The 100 Mile House resident and avid community volunteer always has something on the go – a project with the local Legion, a board meeting with the Stemete7uw’i Friendship Centre, a new craft or baking recipe.

“I can’t just sit around doing nothing,” Urquhart, 80, said.

She has been a familiar face throughout the South Cariboo since moving to the area in 1987, when her husband was hired by Sanders Redi-Mix and the family relocated from Merritt.

Having never been to 100 Mile House, Urquhart didn’t know what to expect. She admits the welcome wasn’t exactly warm at first. As an Indigenous woman living in town, she recalls many assumed she was from the Canim Lake Band and were somewhat unfriendly towards her.

“The people in town would glare at me,” she said.

However, after taking a job at the junior high working with Indigenous youth, she got to know many teachers, students and parents and recalls “the attitude changed.”

She spent close to 25 years working with the district, all the while raising six children of her own.

“It was a great job, I loved working with the kids,” Urquhart said. “Even when I retired at 68, the kids still wanted me to stay on.”

READ MORE: Friendship Centre renews connections

Retirement certainly did not mean Urquhart would slow down her community involvement.

As a longtime member of the Royal Canadian Legion, Urquhart took the reins as chair of the poppy program several years ago. She organizes the annual poster contest with the local schools, heads up the local poppy drive starting the last week of October and helps host the Legion’s annual Remembrance Day luncheon.

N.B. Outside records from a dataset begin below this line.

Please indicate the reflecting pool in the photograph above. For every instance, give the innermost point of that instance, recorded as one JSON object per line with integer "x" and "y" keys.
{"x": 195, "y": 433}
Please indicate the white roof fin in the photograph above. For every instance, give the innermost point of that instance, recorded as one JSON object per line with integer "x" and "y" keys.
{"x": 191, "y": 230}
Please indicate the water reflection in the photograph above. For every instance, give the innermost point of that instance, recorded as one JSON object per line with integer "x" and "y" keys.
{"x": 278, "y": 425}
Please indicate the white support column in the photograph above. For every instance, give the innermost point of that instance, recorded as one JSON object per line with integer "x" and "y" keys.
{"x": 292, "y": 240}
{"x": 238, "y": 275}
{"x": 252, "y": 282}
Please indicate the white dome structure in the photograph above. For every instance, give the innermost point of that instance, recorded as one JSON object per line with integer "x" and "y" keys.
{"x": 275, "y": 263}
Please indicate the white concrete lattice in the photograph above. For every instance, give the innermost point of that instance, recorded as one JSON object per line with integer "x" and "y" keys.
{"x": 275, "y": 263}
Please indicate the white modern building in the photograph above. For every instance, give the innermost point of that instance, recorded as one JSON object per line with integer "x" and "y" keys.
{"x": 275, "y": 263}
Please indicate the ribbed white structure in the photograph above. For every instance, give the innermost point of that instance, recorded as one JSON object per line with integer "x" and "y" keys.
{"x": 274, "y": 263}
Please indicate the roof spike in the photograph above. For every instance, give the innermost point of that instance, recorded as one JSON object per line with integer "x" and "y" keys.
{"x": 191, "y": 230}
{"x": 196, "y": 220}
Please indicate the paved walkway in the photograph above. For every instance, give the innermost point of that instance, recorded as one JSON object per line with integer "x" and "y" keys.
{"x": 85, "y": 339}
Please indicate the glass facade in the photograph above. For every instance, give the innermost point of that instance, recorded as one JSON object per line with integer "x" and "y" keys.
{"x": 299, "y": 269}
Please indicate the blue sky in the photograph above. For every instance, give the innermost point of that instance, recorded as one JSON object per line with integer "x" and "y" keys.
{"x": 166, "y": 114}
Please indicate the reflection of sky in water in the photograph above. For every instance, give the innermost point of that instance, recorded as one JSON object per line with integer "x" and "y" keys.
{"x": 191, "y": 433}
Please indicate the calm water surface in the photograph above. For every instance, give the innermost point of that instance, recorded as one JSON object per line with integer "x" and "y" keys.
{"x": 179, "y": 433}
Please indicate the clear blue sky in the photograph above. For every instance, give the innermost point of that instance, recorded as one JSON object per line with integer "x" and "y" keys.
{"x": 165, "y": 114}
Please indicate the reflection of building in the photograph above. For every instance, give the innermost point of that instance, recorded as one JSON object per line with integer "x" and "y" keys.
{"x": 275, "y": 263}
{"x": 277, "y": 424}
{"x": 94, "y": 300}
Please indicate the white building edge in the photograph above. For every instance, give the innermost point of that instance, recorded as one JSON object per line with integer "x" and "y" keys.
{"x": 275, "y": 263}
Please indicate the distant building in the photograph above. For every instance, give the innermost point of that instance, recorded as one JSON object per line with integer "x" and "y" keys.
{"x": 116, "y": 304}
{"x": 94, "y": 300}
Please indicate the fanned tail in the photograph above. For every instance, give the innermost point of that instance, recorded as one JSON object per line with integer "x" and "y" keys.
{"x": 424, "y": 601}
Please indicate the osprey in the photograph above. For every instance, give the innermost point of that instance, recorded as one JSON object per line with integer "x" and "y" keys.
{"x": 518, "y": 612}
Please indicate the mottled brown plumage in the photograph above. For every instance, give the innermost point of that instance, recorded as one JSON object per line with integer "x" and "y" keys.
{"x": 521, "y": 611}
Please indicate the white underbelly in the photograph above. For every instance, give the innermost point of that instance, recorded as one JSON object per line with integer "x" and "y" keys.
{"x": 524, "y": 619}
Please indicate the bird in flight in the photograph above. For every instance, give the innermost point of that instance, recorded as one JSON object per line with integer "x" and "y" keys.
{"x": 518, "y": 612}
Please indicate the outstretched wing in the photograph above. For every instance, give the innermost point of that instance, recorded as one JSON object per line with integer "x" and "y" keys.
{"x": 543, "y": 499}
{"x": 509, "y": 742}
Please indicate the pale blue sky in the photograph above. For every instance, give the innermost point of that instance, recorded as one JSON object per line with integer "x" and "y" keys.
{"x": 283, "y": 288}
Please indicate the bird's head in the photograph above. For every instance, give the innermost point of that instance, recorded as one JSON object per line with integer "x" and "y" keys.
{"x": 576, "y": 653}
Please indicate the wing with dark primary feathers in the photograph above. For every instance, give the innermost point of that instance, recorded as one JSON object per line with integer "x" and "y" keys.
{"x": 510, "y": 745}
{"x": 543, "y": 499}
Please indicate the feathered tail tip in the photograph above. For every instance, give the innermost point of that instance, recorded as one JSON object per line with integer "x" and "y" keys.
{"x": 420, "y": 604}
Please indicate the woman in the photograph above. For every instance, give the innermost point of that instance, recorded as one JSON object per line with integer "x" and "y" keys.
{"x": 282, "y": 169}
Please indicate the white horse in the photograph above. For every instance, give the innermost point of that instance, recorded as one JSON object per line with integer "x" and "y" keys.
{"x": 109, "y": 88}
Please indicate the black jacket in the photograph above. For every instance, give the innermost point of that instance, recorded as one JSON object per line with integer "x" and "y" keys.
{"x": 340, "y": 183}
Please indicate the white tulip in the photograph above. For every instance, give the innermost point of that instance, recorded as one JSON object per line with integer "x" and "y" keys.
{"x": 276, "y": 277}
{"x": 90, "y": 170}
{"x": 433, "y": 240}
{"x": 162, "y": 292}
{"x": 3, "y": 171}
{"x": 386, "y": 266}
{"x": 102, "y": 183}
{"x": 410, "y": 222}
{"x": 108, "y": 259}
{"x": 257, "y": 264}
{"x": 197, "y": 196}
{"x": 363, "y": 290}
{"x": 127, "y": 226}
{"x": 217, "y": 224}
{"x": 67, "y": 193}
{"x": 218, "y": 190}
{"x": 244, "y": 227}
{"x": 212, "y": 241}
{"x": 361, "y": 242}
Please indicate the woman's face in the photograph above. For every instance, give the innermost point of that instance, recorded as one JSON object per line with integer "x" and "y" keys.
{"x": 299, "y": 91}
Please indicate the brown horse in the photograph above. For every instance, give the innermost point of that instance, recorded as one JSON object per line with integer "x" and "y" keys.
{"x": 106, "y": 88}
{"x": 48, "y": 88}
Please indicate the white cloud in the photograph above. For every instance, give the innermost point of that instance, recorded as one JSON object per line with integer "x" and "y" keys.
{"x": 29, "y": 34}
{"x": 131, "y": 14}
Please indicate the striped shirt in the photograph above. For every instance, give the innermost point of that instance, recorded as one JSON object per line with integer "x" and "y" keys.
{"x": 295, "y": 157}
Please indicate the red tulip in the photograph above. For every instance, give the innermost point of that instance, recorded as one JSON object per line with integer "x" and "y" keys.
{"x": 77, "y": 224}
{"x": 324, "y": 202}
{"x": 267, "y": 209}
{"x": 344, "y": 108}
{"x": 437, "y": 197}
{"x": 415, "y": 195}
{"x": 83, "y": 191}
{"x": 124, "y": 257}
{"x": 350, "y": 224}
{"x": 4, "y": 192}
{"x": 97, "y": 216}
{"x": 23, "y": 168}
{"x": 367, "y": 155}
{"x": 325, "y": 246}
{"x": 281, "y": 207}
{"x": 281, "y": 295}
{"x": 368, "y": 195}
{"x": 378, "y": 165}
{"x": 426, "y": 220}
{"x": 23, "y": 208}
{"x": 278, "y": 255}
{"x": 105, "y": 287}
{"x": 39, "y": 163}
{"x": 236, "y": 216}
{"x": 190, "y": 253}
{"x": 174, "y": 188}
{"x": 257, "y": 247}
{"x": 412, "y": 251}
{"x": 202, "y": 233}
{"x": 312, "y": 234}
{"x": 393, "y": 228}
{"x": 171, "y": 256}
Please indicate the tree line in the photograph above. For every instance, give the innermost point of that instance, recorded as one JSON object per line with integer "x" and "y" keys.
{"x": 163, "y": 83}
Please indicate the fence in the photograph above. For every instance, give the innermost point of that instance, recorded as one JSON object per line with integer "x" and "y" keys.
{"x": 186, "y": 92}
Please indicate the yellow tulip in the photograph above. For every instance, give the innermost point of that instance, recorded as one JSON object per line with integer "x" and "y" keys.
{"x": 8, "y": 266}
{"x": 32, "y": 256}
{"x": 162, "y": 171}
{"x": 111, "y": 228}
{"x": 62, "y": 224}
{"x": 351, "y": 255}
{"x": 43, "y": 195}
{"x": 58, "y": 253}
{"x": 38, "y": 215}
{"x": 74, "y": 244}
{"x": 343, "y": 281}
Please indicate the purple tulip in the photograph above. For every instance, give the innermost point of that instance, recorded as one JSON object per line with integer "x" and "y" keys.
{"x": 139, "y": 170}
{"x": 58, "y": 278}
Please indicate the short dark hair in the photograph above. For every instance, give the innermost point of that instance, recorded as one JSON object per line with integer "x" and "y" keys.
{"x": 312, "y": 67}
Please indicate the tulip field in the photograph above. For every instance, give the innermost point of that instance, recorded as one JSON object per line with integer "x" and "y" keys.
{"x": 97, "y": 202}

“It’s a busy time of year, but I really enjoy it,” she said. “Especially working with the students on the poster contest.”

While she puts in a lot of work raising funds for the Legion, Urquhart said she is always taken aback by how generous the 100 Mile House community is around Remembrance Day.

“They come out and they really donate – you’ll see people putting in $100 bills, $50 bills or writing cheques,” she said. “It just amazes me that they are so generous. I love the people of 100 Mile.”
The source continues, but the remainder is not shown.